The only secure source for fetal tissue research is from elective abortion, and the Commission proposes regulations so that it can only be obtained after the child has died. As long as permission is obtained from the mother (to be given only after she has consented to the abortion), the report finds no immediate connection to abortion. In addition, approved research projects would be eligible for public funding through the Medical Research Council.

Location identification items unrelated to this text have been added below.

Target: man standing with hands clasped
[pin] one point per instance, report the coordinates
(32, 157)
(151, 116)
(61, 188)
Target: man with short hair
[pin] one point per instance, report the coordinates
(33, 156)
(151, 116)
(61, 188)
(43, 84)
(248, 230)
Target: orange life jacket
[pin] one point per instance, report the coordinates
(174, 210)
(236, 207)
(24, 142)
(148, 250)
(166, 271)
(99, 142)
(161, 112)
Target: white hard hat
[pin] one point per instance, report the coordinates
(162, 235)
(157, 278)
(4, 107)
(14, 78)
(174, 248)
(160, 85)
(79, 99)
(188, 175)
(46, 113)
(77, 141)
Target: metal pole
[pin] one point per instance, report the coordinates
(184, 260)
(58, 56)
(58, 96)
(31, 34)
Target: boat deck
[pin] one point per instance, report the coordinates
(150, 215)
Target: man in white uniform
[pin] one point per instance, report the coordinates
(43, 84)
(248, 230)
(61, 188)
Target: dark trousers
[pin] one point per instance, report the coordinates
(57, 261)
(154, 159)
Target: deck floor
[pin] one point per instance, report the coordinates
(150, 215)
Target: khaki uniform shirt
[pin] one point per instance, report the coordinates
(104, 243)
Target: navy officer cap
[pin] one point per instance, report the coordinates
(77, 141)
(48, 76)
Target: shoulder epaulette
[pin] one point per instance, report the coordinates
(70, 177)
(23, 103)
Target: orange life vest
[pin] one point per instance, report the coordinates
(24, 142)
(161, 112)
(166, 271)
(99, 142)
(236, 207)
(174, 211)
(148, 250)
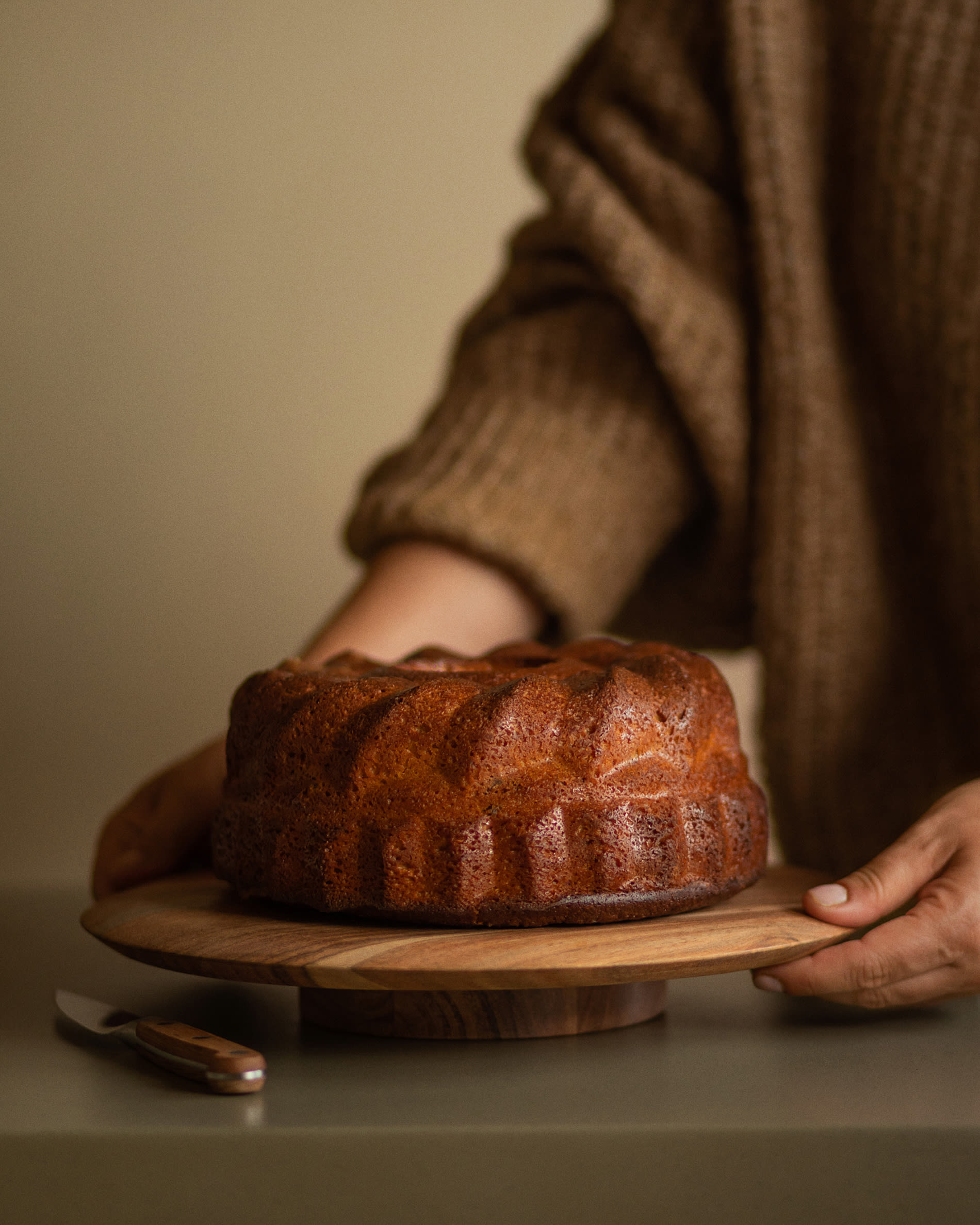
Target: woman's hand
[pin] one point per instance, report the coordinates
(161, 826)
(929, 953)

Watch for an interview with Commissioner Suzanne Scorsone in the February Interim.

Report at a glance

To be banned:

  • Cloning (creating genetically identical zygotes)
  • Ectogenesis (development of a fetus to viability in an artificial womb)
  • Parthenogenesis (creating embryos from female gametes alone)
  • Creating animal/human hybrids
  • Transfer of zygotes to another species for gestation
  • Genetic alteration of zygotes or embryos
  • The sale of human eggs, sperm, zygotes, fetuses, and fetal tissue (sperm donors, however, will continue to be paid, to compensate for the “inconvenience” involved in donation(
  • The use of fresh sperm in artificial insemination procedures (using frozen sperm allows for HIV testing to be done on the donor six months later)
  • Surrogate motherhood, or preconception contracts, when such arrangements are identified as “buying or selling” babies
  • Storing frozen zygotes for longer that five years – if either the genetic mother of father dies, the frozen zygotes will be destroyed
  • Prenatal diagnosis for the purpose of sex selection abortion
  • Court-ordered intervention in pregnancy, designed to protect the preborn child from the mother’s abusive behaviour during pregnancy

To be permitted

  • Research on human beings, up to 14 days after fertilization
  • In Vitro creation of human beings for research
  • If research reaches the point where experimentation on zygotes is likely to be therapeutic for the child, or where the chances of a full term pregnancy are increased, then these zygotes will be transferred to women in clinical trials.
  • The use of fresh ova in In-Vitro fertilization procedures (ova cannot yet be frozen successfully, therefore the possible transmission of HIV cannot be avoided)
  • Non-commercial surrogate motherhood arrangements (between family members or close friends) are not encouraged but they are seen as impossible to ban. The only regulation would be that the birth mother be considered the legal mother of the child. As in adoption, the birth mother would only relinquish her maternal rights after a waiting period following the birth of the child.
  • All proven assisted conception services are to be made easily accessible to women across the country and funded through medicare. Criteria for determining access to services should not discriminate on the basis of social factors such as sexual orientation, marital status, or economic status.
  • Publicly-funded fetal-tissue research and transplants. Fetal death must be established before the tissue is taken. The mother’s permission for tissue to be harvested must be given separately from her consent to the abortion. Women will not be allowed to designate the recipient of any transplants from their aborted child. This is to stop anyone from deliberately conceiving, then aborting, to benefit a family member.